Research without Theory

So, apparently you cannot do good empirical research without theory.

I am starting to get to grips with what is theory (sort of!) and certainly all that I read about the usefulness of theory, and why it is important, makes a lot of sense, no questions there.  The idea of using a theoretical framework (when I find one!) and applying it to my research is one that has a deep appeal, and I am looking forward to it... whatever it turns out to be.

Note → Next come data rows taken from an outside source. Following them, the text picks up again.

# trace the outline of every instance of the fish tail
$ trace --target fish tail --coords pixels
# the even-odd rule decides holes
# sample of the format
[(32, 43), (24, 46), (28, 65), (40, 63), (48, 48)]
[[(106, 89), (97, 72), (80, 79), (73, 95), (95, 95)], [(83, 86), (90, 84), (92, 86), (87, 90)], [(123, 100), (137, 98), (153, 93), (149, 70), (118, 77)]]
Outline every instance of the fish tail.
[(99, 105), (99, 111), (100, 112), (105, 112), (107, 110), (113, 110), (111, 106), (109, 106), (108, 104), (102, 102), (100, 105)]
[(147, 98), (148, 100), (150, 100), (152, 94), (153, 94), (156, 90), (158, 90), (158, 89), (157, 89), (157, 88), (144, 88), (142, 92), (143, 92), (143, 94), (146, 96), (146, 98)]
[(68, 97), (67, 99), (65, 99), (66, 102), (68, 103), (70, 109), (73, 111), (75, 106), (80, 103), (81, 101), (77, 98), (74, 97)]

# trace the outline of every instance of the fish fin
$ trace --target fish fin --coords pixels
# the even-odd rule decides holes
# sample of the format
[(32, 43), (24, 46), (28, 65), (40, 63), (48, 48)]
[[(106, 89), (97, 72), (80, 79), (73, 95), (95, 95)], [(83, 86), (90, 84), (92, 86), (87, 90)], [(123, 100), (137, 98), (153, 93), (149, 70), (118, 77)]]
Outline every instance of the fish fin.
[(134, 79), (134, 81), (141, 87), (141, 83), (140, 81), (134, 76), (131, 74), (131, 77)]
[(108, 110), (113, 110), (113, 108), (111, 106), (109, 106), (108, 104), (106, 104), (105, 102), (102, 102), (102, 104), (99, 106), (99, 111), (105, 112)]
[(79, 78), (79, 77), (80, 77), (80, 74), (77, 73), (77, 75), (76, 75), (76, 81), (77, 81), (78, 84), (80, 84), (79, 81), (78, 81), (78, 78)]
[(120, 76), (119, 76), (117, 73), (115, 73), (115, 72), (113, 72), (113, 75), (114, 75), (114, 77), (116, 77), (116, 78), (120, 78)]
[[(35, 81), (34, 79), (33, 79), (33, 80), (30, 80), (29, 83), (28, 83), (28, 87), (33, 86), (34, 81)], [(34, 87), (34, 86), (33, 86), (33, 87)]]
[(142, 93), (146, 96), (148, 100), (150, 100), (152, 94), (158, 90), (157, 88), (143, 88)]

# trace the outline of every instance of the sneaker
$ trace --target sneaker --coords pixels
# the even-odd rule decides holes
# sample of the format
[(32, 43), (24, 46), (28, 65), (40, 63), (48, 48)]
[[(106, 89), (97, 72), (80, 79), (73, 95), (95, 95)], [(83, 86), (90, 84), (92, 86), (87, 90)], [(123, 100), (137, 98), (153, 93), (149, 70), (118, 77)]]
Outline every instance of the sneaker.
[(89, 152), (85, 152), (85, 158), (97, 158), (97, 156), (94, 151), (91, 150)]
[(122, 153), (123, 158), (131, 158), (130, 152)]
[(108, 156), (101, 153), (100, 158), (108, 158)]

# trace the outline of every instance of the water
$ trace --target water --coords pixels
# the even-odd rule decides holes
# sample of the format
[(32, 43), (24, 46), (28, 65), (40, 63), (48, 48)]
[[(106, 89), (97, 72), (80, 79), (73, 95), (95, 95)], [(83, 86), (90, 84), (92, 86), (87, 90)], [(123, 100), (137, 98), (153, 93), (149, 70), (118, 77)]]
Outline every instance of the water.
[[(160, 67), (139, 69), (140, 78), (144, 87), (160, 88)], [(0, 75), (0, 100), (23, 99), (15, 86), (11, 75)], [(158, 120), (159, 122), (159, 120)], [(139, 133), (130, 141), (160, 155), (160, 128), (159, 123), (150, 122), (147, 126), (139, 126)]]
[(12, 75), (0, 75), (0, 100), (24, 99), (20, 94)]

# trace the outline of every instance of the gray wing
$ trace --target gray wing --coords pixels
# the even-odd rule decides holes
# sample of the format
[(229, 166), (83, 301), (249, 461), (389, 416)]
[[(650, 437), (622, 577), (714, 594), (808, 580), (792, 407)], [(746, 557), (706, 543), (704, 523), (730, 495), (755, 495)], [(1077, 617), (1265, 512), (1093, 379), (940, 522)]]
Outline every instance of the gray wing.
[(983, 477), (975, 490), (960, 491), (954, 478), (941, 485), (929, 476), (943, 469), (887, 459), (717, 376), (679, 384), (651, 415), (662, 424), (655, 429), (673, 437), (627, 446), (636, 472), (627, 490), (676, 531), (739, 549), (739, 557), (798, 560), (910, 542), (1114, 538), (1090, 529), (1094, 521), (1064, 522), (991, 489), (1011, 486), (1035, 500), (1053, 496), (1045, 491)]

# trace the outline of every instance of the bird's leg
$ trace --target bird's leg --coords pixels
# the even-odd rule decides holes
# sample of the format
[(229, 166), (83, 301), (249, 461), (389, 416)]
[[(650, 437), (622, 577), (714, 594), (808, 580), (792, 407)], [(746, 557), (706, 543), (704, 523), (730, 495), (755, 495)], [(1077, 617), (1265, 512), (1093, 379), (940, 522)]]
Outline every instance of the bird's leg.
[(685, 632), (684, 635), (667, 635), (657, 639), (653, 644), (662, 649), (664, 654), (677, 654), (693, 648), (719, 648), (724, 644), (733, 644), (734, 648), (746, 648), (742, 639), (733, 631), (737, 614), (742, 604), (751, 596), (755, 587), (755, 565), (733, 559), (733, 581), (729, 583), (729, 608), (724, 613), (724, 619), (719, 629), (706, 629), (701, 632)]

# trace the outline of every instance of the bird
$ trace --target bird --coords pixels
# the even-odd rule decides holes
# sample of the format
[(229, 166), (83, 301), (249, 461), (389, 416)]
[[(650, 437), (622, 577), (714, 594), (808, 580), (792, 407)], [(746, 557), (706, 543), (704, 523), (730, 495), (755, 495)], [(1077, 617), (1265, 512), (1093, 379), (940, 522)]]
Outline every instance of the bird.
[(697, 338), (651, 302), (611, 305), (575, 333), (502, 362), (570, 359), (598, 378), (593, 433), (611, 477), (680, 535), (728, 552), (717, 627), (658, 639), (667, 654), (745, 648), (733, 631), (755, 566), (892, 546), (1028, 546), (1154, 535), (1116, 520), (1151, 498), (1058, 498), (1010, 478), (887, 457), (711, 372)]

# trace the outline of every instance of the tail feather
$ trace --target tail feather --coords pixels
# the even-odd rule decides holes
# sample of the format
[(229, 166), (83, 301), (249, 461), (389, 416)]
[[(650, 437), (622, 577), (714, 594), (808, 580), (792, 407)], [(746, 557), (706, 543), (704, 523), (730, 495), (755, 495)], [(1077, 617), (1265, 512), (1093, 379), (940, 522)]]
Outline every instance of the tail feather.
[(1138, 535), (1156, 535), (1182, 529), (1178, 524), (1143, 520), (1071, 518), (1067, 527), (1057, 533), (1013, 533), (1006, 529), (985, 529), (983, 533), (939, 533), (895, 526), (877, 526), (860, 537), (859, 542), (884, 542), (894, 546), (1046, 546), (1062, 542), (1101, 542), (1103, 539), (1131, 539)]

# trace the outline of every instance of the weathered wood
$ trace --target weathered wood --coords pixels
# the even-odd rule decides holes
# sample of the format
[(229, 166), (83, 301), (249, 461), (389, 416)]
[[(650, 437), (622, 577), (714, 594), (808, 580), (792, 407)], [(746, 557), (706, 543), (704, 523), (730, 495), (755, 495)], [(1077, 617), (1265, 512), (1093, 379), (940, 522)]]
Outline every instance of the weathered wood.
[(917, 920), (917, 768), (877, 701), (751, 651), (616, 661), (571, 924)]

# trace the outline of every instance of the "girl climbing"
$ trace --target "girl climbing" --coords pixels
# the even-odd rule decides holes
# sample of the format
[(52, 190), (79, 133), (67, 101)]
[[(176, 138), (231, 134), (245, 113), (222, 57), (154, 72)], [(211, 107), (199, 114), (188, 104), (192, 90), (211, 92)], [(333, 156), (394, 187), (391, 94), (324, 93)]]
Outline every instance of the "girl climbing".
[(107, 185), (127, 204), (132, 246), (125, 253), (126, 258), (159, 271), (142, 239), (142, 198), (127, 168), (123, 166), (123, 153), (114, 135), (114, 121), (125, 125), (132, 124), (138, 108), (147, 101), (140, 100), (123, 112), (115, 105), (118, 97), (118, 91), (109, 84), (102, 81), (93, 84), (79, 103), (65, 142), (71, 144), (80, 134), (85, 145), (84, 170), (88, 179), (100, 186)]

That said, the suggestion yesterday that research without theory does not make sense (or indeed theory without research), I find counterintuitive.  I can think of so many research projects, reports and analysis that I have come across in the last few years that certainly do not appear to have a theoretical framework.  Is it just that they did have an implicit theoretical approach, which was simply unacknowledged? For example, when the MRCI analyses racist profiling, is it informed by an egalitarian theory of race that fundamentally shapes this research and analysis, though it fails to explicitly acknowledge this in an analysis which is primarily presented as descriptive.  Or is theory simply not relevant to an exercise such as this... indeed theory might even be thought of as a bad thing, a bias or ideology which would undermine the 'impartiality' of the analysis and arguments being presented?  That said NGO reports do not shy away from articulating a 'value' base.

If a theoretical framework is the structure used to build knowledge, do NGO reports like these attempt to put in place building blocks without any scaffolding?  Just not sure if I buy that.